If you're going to have a second person using your PS3, plug a second screen in. If your girlfriend so often wants to use your PS3 for other functionality, then that would be a good justification for placing a secondary screen in or near your living room
Shifty Geezer said:Does anyone want more than one TV in the living room for concurrent activities on PS3?
The placement of two screens connected to PS3 would be dependent on cable-length. I don't know what the limit would be. I know that within reasonable distance of my living room, there's two displays. In my bedroom alone there's two.
With games taking specific advantage of two screens, though, for some there may be incentive to bring two screens closer together if they hadn't considered it before.
Obviously plugging two screens into one system and using a console like this is new. But just because people haven't done this before, doesn't mean they won't if the benefits of that are communicated effectively. They've never had that opportunity before. Who can tell what the typical usage patterns of systems will be going forward? Not everything is 'pull' - there are many examples of things which people embrace which they may never have previously considered, unless someone presented it to them (or, I guess more correctly, marketed it to them effectively).

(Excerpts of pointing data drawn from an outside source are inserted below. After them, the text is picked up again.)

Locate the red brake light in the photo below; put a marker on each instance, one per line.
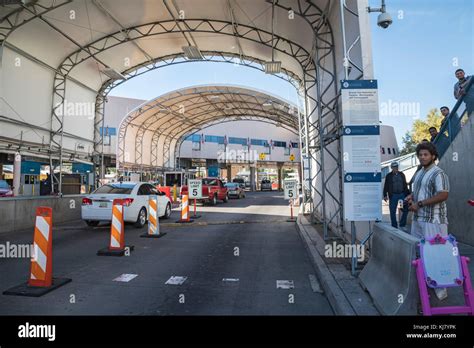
(127, 202)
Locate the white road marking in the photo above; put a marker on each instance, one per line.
(285, 284)
(125, 277)
(315, 283)
(176, 280)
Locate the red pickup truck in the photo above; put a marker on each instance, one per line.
(212, 190)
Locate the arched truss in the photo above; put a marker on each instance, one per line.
(195, 108)
(319, 126)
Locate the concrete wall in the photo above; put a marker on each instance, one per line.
(19, 213)
(458, 163)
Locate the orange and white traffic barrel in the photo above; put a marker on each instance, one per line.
(117, 228)
(184, 209)
(117, 231)
(153, 219)
(41, 279)
(41, 272)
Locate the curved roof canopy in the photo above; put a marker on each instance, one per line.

At least they're trying something different, if this is all true. "Different" isn't always justification in and of itself, but the objectives of this kind of strategy are fairly positive, in that it would appear to be an attempt to offer more entertainment value out of one box, for more people in a home. I think Ken K was pretty serious about PS3 truly being a box you put at the center of your living room. Obviously there'd be kickbacks for Sony in that, too, if more people in a home invest their time in the system and its media. I would say quite typically only a minority of people in a typical home make use of a videogame system, or certainly not all. I guess Sony want to broaden the appeal further.
Of course, this is somewhat my own speculation, based on more vague references Sony has made. We'll find out at E3 what shape or form these things take, I guess.
Shifty Geezer said:And that requires one PS3 to be recording one program, showing another, video conferencing, video blogging, and serving two PSPs, while gaming. That's either a stupid number of windows on one TV, of a slightly less stupid number of windows on a second TV.
No it wouldn't. Across two screens, that might just involve one video chat pop-up on one of the screens. Serving video blogs to other people on the network or media to PSPs or video recording would be "silent" processes as far as local users of the machine were concerned.
Shifty Geezer said:But by the time you've got 4 1080p buffers and some applications and even a naffy bitmap based UI, you're not approaching 48 MBs RAM. It would be beyond stupid for Sony to reserve enough space for a dozen 1080p screens.
I first of all don't even think you'd need to reserve 4 1080p buffers, as I said before in that other thread. The framebuffers would be used only for things to be explicitly displayed on screen, and as above, some of this functionality would be "silent". But you're aware that framebuffer reservation is just one RAM requirement for the OS? It's the simplest to quantify I guess, for us looking in trying to figure out what's going on - and that's why people talk specifically about it - but every potential task/process on the system will require working RAM also.